The Long Way to Go
John Long, MD, has been working at Old Harding Pediatrics in Nashville for the last twenty years—since he was 12.
He "got a big promotion" when he walked through the door as a physician four years ago.
John began his career at the pediatric practice when he and his brother Matt were hired by their father, Bill Long, MD, to clean up the parking lot and weed the flower beds at the office on Old Harding Road. He spent most of his time picking up the sugar-free lollipops that had been dropped by little patients leaving the office.
"I used to beg Dad to change to real lollipops—these 'healthy' ones weren't even making it to the car before the kids dropped them!"
The senior Dr. Long loves having his son 'inside' as part of the practice, and even though they work in different offices, they still talk about cases two or three times a week. Bill Long said its "very good for us to work together and very flattering that John wanted to work with me."
Bill grew up in Versailles, Kentucky and came to Vanderbilt as a student and football player. He played on the storied Vandy team that went 5-4-1, beat Tennessee, tied Florida, and swept down to the Peach Bowl.
When he wasn't playing football, he spent a lot of time in the lab—because his schedule was filled with science courses, and perhaps, because his lab partner turned out to be his future wife, Becky.
When he enrolled at the University of Kentucky Medical School, Becky worked in the Plant Pathology Lab, located conveniently in the building next door to the med school.
After marrying and graduating (first in his class), Bill and Becky returned to Nashville where he completed his training and served as chief resident in pediatrics, and on the faculty at Vanderbilt University School of Medicine.
He joined Old Harding Pediatrics in 1974 when the practice moved from downtown. He is a multiple recipient of the James C. Overall Award for teaching from the Children's Hospital at Vanderbilt.
Asked how pediatrics has changed since he first went into practice, he commented that the growth of pediatric subspecialties has made a big difference in managing patients with complicated problems.
"The way medicine is now, there are more sophisticated technologies to help with difficult diagnoses and a more contemporary approach to scheduling the physician's time—no middle of the night emergency trips to the hospital nursery and no night calls have made life a little more predictable," he said.
He currently practices from the Old Harding Pediatric Associates office in Bellevue. "We call it the 'frontier office,'" he chuckled.
More flexibility in his schedule gives Bill time to enjoy his seven grandchildren and savor "the joys of your kids having kids." It also enables him to do a little more trout fishing.
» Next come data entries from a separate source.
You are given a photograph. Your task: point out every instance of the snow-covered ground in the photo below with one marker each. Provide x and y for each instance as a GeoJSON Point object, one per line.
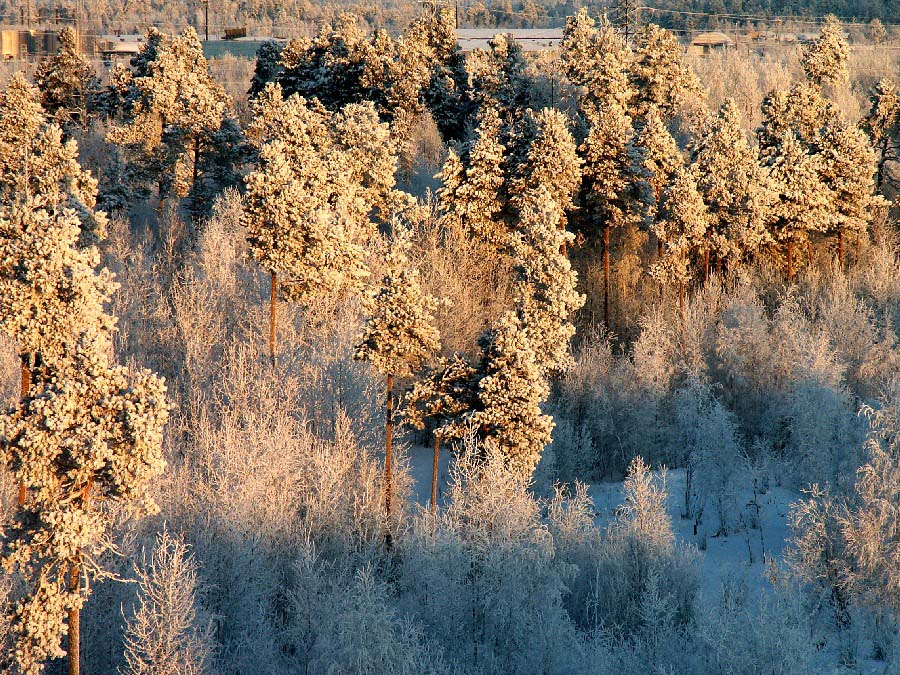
{"type": "Point", "coordinates": [739, 551]}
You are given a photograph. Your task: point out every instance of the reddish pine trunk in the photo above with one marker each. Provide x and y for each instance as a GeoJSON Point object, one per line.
{"type": "Point", "coordinates": [74, 631]}
{"type": "Point", "coordinates": [606, 276]}
{"type": "Point", "coordinates": [389, 429]}
{"type": "Point", "coordinates": [273, 305]}
{"type": "Point", "coordinates": [790, 255]}
{"type": "Point", "coordinates": [434, 472]}
{"type": "Point", "coordinates": [841, 250]}
{"type": "Point", "coordinates": [26, 386]}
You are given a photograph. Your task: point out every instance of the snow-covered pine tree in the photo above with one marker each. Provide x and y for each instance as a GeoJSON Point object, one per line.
{"type": "Point", "coordinates": [92, 433]}
{"type": "Point", "coordinates": [848, 169]}
{"type": "Point", "coordinates": [552, 163]}
{"type": "Point", "coordinates": [734, 186]}
{"type": "Point", "coordinates": [37, 165]}
{"type": "Point", "coordinates": [882, 123]}
{"type": "Point", "coordinates": [510, 393]}
{"type": "Point", "coordinates": [609, 173]}
{"type": "Point", "coordinates": [444, 394]}
{"type": "Point", "coordinates": [65, 80]}
{"type": "Point", "coordinates": [174, 109]}
{"type": "Point", "coordinates": [824, 60]}
{"type": "Point", "coordinates": [658, 160]}
{"type": "Point", "coordinates": [683, 225]}
{"type": "Point", "coordinates": [82, 429]}
{"type": "Point", "coordinates": [659, 75]}
{"type": "Point", "coordinates": [400, 333]}
{"type": "Point", "coordinates": [803, 200]}
{"type": "Point", "coordinates": [473, 197]}
{"type": "Point", "coordinates": [596, 60]}
{"type": "Point", "coordinates": [545, 282]}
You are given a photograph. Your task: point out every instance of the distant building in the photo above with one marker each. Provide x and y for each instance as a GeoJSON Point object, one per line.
{"type": "Point", "coordinates": [710, 42]}
{"type": "Point", "coordinates": [531, 39]}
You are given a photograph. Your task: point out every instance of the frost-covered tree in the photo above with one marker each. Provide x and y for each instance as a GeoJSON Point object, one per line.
{"type": "Point", "coordinates": [65, 80]}
{"type": "Point", "coordinates": [883, 125]}
{"type": "Point", "coordinates": [37, 165]}
{"type": "Point", "coordinates": [734, 186]}
{"type": "Point", "coordinates": [319, 180]}
{"type": "Point", "coordinates": [552, 164]}
{"type": "Point", "coordinates": [510, 393]}
{"type": "Point", "coordinates": [659, 75]}
{"type": "Point", "coordinates": [173, 108]}
{"type": "Point", "coordinates": [400, 333]}
{"type": "Point", "coordinates": [848, 169]}
{"type": "Point", "coordinates": [165, 634]}
{"type": "Point", "coordinates": [473, 195]}
{"type": "Point", "coordinates": [683, 225]}
{"type": "Point", "coordinates": [546, 283]}
{"type": "Point", "coordinates": [824, 60]}
{"type": "Point", "coordinates": [609, 169]}
{"type": "Point", "coordinates": [802, 203]}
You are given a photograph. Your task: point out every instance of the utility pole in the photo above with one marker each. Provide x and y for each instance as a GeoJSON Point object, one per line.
{"type": "Point", "coordinates": [627, 17]}
{"type": "Point", "coordinates": [205, 4]}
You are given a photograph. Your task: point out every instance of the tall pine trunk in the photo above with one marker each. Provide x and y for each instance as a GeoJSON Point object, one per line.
{"type": "Point", "coordinates": [273, 308]}
{"type": "Point", "coordinates": [790, 256]}
{"type": "Point", "coordinates": [74, 628]}
{"type": "Point", "coordinates": [434, 472]}
{"type": "Point", "coordinates": [841, 250]}
{"type": "Point", "coordinates": [606, 275]}
{"type": "Point", "coordinates": [388, 436]}
{"type": "Point", "coordinates": [25, 387]}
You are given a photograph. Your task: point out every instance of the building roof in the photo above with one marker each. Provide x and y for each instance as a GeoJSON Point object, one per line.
{"type": "Point", "coordinates": [531, 39]}
{"type": "Point", "coordinates": [713, 39]}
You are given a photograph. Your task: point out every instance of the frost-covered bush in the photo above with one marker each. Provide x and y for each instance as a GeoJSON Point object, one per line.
{"type": "Point", "coordinates": [167, 632]}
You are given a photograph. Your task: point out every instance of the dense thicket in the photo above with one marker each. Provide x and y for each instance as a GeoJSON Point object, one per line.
{"type": "Point", "coordinates": [552, 268]}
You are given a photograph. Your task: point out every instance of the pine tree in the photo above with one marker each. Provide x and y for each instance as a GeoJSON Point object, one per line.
{"type": "Point", "coordinates": [848, 169]}
{"type": "Point", "coordinates": [824, 60]}
{"type": "Point", "coordinates": [473, 196]}
{"type": "Point", "coordinates": [659, 74]}
{"type": "Point", "coordinates": [65, 81]}
{"type": "Point", "coordinates": [37, 165]}
{"type": "Point", "coordinates": [510, 393]}
{"type": "Point", "coordinates": [444, 394]}
{"type": "Point", "coordinates": [552, 163]}
{"type": "Point", "coordinates": [83, 429]}
{"type": "Point", "coordinates": [658, 160]}
{"type": "Point", "coordinates": [319, 181]}
{"type": "Point", "coordinates": [734, 186]}
{"type": "Point", "coordinates": [596, 60]}
{"type": "Point", "coordinates": [174, 109]}
{"type": "Point", "coordinates": [400, 333]}
{"type": "Point", "coordinates": [802, 204]}
{"type": "Point", "coordinates": [545, 283]}
{"type": "Point", "coordinates": [883, 125]}
{"type": "Point", "coordinates": [609, 170]}
{"type": "Point", "coordinates": [683, 225]}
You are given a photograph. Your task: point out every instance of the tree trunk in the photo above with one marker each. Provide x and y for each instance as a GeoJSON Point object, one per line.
{"type": "Point", "coordinates": [606, 276]}
{"type": "Point", "coordinates": [841, 250]}
{"type": "Point", "coordinates": [388, 430]}
{"type": "Point", "coordinates": [74, 629]}
{"type": "Point", "coordinates": [26, 386]}
{"type": "Point", "coordinates": [273, 308]}
{"type": "Point", "coordinates": [434, 472]}
{"type": "Point", "coordinates": [790, 254]}
{"type": "Point", "coordinates": [388, 433]}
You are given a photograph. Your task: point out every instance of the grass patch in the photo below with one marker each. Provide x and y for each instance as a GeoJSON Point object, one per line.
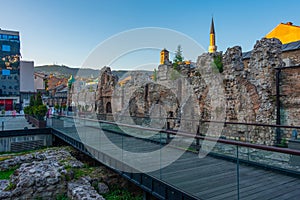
{"type": "Point", "coordinates": [62, 197]}
{"type": "Point", "coordinates": [10, 186]}
{"type": "Point", "coordinates": [117, 194]}
{"type": "Point", "coordinates": [80, 172]}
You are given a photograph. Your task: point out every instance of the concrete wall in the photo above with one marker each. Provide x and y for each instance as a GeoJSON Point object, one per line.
{"type": "Point", "coordinates": [38, 83]}
{"type": "Point", "coordinates": [26, 76]}
{"type": "Point", "coordinates": [21, 143]}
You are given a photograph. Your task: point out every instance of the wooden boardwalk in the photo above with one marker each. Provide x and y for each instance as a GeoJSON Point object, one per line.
{"type": "Point", "coordinates": [206, 178]}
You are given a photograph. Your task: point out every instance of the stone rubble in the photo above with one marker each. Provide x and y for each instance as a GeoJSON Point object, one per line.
{"type": "Point", "coordinates": [44, 175]}
{"type": "Point", "coordinates": [81, 189]}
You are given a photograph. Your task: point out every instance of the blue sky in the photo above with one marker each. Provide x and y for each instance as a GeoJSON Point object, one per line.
{"type": "Point", "coordinates": [66, 31]}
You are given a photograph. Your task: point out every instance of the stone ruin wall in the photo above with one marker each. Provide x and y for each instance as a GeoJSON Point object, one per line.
{"type": "Point", "coordinates": [290, 96]}
{"type": "Point", "coordinates": [249, 92]}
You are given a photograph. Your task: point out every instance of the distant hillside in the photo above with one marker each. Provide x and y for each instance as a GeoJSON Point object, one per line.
{"type": "Point", "coordinates": [65, 71]}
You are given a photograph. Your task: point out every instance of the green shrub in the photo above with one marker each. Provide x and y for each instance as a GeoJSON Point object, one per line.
{"type": "Point", "coordinates": [218, 64]}
{"type": "Point", "coordinates": [28, 110]}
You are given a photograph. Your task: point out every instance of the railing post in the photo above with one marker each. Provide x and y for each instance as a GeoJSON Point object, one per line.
{"type": "Point", "coordinates": [238, 172]}
{"type": "Point", "coordinates": [278, 122]}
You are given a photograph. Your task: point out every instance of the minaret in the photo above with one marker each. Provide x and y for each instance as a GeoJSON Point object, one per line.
{"type": "Point", "coordinates": [164, 56]}
{"type": "Point", "coordinates": [212, 40]}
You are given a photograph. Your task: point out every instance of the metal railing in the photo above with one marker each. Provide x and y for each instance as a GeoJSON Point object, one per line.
{"type": "Point", "coordinates": [91, 132]}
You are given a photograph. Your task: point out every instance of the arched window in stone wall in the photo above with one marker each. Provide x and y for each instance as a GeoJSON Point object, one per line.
{"type": "Point", "coordinates": [108, 107]}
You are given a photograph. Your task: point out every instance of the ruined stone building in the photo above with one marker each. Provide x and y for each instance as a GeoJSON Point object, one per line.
{"type": "Point", "coordinates": [231, 86]}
His other son Matt and his family live near a great fishing spot in Boise, Idaho, and daughter Emily and her husband and children are nearby in Nashville.
"I plan to be enjoying practice for a long, long time," he predicted.
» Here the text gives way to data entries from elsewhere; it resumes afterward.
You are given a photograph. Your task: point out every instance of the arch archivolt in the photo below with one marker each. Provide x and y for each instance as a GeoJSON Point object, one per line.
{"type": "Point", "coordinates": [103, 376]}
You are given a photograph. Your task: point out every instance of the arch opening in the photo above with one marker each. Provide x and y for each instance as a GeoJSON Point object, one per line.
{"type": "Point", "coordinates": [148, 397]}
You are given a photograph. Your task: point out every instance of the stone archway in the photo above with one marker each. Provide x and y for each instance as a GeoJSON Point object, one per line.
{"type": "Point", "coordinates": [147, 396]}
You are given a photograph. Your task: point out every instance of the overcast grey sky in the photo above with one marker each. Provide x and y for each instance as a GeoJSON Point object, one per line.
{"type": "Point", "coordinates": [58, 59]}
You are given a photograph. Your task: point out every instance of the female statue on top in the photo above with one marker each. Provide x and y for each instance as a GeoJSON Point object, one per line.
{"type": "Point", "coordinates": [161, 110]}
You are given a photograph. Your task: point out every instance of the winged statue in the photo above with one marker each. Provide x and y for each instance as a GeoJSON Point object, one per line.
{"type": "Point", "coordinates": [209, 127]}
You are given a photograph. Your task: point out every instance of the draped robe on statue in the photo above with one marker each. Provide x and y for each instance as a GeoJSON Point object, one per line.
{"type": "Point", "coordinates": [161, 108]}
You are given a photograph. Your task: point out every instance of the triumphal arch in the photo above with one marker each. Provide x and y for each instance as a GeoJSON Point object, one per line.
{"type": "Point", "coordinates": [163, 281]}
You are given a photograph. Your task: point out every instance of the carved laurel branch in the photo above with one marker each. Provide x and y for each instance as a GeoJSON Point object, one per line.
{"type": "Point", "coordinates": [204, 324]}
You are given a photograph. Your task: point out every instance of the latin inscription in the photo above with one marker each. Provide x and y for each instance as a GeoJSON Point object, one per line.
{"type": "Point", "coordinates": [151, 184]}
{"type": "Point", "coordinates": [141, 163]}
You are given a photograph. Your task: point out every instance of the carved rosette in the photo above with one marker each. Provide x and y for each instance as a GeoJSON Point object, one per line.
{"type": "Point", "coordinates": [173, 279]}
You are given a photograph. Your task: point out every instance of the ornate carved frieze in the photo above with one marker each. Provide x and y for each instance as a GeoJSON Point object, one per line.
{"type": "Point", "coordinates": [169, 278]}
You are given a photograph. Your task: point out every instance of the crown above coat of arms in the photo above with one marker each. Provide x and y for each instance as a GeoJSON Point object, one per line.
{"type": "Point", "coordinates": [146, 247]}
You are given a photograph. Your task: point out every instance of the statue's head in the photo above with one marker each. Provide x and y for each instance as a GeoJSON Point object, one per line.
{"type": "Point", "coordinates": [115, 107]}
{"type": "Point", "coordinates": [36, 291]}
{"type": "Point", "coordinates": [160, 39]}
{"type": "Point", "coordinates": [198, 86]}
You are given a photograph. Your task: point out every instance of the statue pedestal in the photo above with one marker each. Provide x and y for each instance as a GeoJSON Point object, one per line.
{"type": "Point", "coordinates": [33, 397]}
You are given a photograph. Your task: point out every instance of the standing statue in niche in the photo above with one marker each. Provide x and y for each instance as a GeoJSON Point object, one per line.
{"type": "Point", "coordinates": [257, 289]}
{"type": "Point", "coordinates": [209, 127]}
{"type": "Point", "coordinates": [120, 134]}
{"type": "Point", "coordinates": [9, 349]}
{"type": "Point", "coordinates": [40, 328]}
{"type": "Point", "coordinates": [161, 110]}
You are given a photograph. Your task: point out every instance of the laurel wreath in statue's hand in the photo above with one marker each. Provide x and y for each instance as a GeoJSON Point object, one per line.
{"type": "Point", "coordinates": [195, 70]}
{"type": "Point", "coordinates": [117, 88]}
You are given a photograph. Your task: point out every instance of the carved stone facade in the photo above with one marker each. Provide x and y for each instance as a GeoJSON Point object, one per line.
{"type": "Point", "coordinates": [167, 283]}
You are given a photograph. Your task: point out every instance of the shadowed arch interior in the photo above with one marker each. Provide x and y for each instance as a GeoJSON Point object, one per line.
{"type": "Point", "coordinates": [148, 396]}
He laughs when he remembers that when someone asked John if he wanted to be a doctor when he grew up, he replied, "No, I would rather be a working person."
John Long always enjoyed science and, when he decided to "be a working person," he was naturally drawn to medicine despite his early prediction.
"I guess I always planned to be a doctor," he admitted.
"I tried to fight being a pediatrician and thought I might want to go into internal medicine but I finally couldn't resist the appeal of working with the optimistic and resilient nature of kids," he said.
After graduating from Hillsboro, he did his undergraduate work at Duke where he found the students to be "serious about school but also balanced their lives with other interests." Along the way, he married his grade school sweetheart who was a classmate all through high school.
After Duke, he returned to Nashville to attend Vanderbilt School of Medicine, where he received the prestigious Amos Christi Award, the Vanderbilt Hospital Award for Excellence and the Canby Robison Society Ideal Physician Award. He completed his residency at Cincinnati Children's Hospital, and joined the Old Harding practice four years ago.
Remembering "Dad had to work a lot more" when John was young, he is glad that a pediatrician's life has become more "schedule friendly" in recent years. He also attributed the change to the growth of subspecialties for the management of childhood illnesses like diabetes and seizures, and legal restrictions on house staff hours on call.
John used to be in a rock and roll band and loves to play the guitar, although the electric instrument doesn't get plugged in too often anymore – he sticks to acoustic these days and plays mainly for the enjoyment of his children. The new baby born in late June is not quite ready to join his older brother and sister as they rock out to their father's tunes.
With three young children, ages 5, 3 and 6 weeks, and a busy career, there is little extra time for hobbies, but he is an avid reader, especially of the richly textured classics of the 19th century Russian writers. His favorite of all time is Anna Karenina—"you just get swept up in the story," he confessed.
Both father and son say that practicing together has not overtaken their relationship and find that they love to discuss cases and share stories of working together as more than partners.